Por que usar uma só força?
Um objeto pode ser puxado pela gravidade, empurrado por uma superfície e travado pelo atrito ao mesmo tempo. É importante listar todas as forças, mas prever o movimento torna-se mais claro quando se encontra o efeito combinado. As leis de Newton nasceram da necessidade de ligar forças medidas a mudanças no movimento.
Duas pessoas puxam uma caixa
Uma pessoa puxa uma caixa para a direita com 50 N e outra puxa-a para a esquerda com 30 N. Escolhendo a direita como sentido positivo, a resultante é 50 − 30 = 20 N para a direita. Se a massa da caixa for 10 kg, a segunda lei de Newton dá: aceleração = 20 ÷ 10 = 2 m/s² para a direita.
Equilibrado não significa sem forças
É comum dizer que não atuam forças quando um objeto está parado. Parece natural, porque nada parece acontecer, mas forças opostas podem simplesmente anular-se. Num livro pousado numa mesa, a gravidade atua para baixo e o apoio da mesa para cima; a resultante é zero e a aceleração também.
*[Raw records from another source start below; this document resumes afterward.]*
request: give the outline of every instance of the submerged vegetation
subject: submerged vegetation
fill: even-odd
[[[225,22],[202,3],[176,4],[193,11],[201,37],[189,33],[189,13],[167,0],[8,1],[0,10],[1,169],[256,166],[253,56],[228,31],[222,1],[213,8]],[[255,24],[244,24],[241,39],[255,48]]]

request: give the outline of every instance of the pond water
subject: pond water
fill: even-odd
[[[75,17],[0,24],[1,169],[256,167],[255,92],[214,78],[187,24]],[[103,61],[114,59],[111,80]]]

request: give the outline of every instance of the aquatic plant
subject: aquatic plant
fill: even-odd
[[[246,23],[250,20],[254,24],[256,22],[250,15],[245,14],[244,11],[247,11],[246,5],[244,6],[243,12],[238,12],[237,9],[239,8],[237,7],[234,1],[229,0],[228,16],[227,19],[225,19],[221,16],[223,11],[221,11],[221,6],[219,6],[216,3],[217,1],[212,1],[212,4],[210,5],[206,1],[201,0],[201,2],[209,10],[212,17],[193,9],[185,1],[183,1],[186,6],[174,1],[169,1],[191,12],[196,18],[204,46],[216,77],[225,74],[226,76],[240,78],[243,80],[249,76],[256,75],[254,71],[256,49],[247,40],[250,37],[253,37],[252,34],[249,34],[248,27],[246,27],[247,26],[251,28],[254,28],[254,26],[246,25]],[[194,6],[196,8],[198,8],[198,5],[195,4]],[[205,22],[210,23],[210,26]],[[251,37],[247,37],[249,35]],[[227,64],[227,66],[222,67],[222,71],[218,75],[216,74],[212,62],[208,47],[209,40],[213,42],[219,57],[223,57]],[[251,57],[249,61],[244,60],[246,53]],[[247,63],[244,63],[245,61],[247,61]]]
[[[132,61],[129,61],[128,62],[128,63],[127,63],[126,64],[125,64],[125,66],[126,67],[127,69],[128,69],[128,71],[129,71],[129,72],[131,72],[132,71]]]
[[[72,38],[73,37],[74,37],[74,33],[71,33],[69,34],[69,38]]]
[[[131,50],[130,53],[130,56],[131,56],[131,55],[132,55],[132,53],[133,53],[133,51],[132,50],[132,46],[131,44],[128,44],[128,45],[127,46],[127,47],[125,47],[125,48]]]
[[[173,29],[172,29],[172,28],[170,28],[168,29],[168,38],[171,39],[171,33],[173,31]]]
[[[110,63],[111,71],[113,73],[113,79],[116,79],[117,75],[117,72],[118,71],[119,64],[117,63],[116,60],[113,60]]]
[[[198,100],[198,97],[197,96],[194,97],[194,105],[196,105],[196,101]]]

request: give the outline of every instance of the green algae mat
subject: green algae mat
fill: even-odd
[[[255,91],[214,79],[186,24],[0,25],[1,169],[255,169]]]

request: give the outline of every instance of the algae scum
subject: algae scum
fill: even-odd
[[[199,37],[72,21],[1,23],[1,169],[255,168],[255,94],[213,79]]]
Construir estruturas seguras
Os engenheiros desenham diagramas de forças ao projetar pontes, elevadores, bicicletas e edifícios. Verificam se as cargas estão equilibradas e se os materiais suportam as maiores forças resultantes, incluindo vento ou travagens bruscas. O mesmo raciocínio explica por que um cinto de segurança tem de exercer força numa colisão.